The output shows that the default configuration for the SAX parser produced by the SAXParserFactory object spf will be neither namespace aware nor validating. The parser supplied with the JDK is the Xerces parser from the XML Apache Project. This parser implements the W3C standard for XML, the de facto SAX2 standard, and the W3C DOM standard. It also provides support for the W3C standard for XML Schema. You can find detailed information on the advantages of this particular parser on the http://xml.apache.org web site.

The code to create the parser works as previously have already discussed. Once you have an instance of the factory method, you use that to create an object encapsulating the parser. Although the reference is returned as type SAXParser, the object is of type SAXParserImpl, which is a concrete implementation of the abstract SAXParser class for a particular parser.

The Xerces parser is capable of validating XML and can be namespace aware.

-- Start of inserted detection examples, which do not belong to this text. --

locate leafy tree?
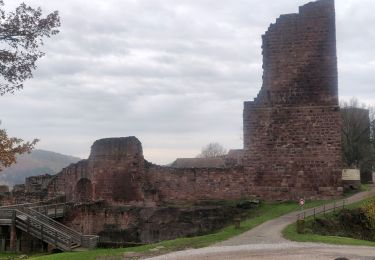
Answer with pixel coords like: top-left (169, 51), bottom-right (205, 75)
top-left (341, 99), bottom-right (375, 182)
top-left (0, 129), bottom-right (38, 171)
top-left (0, 0), bottom-right (60, 171)
top-left (197, 143), bottom-right (227, 158)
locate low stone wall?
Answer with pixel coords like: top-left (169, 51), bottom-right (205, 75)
top-left (63, 202), bottom-right (249, 245)
top-left (145, 165), bottom-right (252, 203)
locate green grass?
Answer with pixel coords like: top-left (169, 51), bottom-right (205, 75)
top-left (32, 201), bottom-right (324, 260)
top-left (282, 197), bottom-right (375, 246)
top-left (283, 223), bottom-right (375, 246)
top-left (0, 252), bottom-right (18, 260)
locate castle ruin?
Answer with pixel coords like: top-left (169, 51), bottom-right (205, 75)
top-left (2, 0), bottom-right (342, 252)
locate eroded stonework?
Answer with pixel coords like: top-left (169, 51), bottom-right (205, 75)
top-left (244, 0), bottom-right (342, 199)
top-left (0, 0), bottom-right (342, 247)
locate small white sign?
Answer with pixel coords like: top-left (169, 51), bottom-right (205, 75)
top-left (342, 169), bottom-right (361, 181)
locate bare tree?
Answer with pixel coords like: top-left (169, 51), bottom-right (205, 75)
top-left (0, 0), bottom-right (60, 171)
top-left (0, 0), bottom-right (60, 95)
top-left (197, 143), bottom-right (227, 158)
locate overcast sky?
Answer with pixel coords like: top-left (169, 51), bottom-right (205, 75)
top-left (0, 0), bottom-right (375, 164)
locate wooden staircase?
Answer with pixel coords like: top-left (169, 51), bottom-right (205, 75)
top-left (0, 204), bottom-right (99, 251)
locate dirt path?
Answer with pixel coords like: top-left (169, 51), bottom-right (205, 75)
top-left (150, 243), bottom-right (375, 260)
top-left (146, 186), bottom-right (375, 260)
top-left (215, 186), bottom-right (375, 246)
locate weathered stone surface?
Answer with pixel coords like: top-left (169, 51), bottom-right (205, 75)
top-left (49, 137), bottom-right (145, 204)
top-left (244, 0), bottom-right (342, 199)
top-left (63, 203), bottom-right (247, 245)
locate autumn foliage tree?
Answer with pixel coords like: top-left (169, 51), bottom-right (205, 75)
top-left (0, 0), bottom-right (60, 170)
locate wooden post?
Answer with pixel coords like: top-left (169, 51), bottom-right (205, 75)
top-left (234, 218), bottom-right (241, 229)
top-left (10, 210), bottom-right (17, 252)
top-left (40, 224), bottom-right (43, 241)
top-left (297, 219), bottom-right (305, 234)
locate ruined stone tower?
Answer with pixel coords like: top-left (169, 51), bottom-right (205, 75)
top-left (244, 0), bottom-right (341, 199)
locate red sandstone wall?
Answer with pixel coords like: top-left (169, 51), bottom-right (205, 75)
top-left (49, 137), bottom-right (144, 204)
top-left (255, 0), bottom-right (338, 106)
top-left (244, 0), bottom-right (342, 199)
top-left (146, 166), bottom-right (251, 202)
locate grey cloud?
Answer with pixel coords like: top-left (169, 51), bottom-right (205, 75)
top-left (0, 0), bottom-right (375, 163)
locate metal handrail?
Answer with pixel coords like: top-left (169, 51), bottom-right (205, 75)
top-left (297, 199), bottom-right (348, 220)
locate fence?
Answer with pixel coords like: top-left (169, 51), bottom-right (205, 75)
top-left (297, 199), bottom-right (347, 220)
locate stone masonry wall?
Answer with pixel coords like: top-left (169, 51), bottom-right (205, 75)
top-left (244, 0), bottom-right (342, 199)
top-left (49, 137), bottom-right (144, 205)
top-left (146, 165), bottom-right (251, 202)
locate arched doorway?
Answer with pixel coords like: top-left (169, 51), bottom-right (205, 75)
top-left (75, 178), bottom-right (92, 201)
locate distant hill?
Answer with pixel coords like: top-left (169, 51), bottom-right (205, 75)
top-left (0, 150), bottom-right (81, 186)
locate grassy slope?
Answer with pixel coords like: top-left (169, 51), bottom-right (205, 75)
top-left (283, 197), bottom-right (375, 246)
top-left (32, 201), bottom-right (323, 260)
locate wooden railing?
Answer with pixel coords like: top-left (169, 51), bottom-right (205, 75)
top-left (0, 209), bottom-right (74, 251)
top-left (0, 203), bottom-right (99, 251)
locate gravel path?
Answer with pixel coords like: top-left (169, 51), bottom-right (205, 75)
top-left (146, 242), bottom-right (375, 260)
top-left (149, 186), bottom-right (375, 260)
top-left (215, 186), bottom-right (375, 246)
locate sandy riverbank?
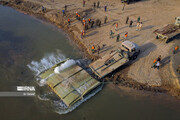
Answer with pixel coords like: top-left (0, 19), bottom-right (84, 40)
top-left (1, 0), bottom-right (180, 96)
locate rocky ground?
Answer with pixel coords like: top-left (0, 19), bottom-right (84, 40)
top-left (1, 0), bottom-right (180, 96)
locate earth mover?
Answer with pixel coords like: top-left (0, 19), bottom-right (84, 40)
top-left (154, 16), bottom-right (180, 43)
top-left (89, 40), bottom-right (140, 79)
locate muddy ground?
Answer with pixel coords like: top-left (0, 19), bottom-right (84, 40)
top-left (0, 0), bottom-right (180, 96)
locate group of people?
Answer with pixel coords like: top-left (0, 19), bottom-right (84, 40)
top-left (91, 45), bottom-right (101, 54)
top-left (152, 55), bottom-right (161, 70)
top-left (94, 1), bottom-right (100, 8)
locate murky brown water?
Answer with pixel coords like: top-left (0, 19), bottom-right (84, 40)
top-left (0, 6), bottom-right (180, 120)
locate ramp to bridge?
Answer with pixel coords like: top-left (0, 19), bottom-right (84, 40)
top-left (41, 62), bottom-right (100, 107)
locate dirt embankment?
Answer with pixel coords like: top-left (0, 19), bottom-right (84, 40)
top-left (0, 0), bottom-right (180, 97)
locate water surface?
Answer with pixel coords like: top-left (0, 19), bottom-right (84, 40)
top-left (0, 6), bottom-right (180, 120)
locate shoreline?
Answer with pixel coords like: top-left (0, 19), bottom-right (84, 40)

All you need to do is specify which of these options you require by calling the appropriate method for the factory object. You can set the parser configuration for the factory object spf so that you get a validating and namespace aware parser by adding two lines to the program:

// Create factory object
SAXParserFactory spf = SAXParserFactory.newInstance();
spf.setNamespaceAware(true);
spf.setValidating(true);

If you compile and run the code again, you should get output something like:

Parser will be namespace aware
Parser will validate XML
Parser object is: com.sun.org.apache.xerces.internal.jaxp.SAXParserImpl@867e89

You arrive at a SAXParser instance without tripping any exceptions, and you clearly now have a namespace aware and validating parser. By default the Xerces parser will validate an XML document with a DTD. To get it to validate a document with an XML Schema, you need to set another option for the parser.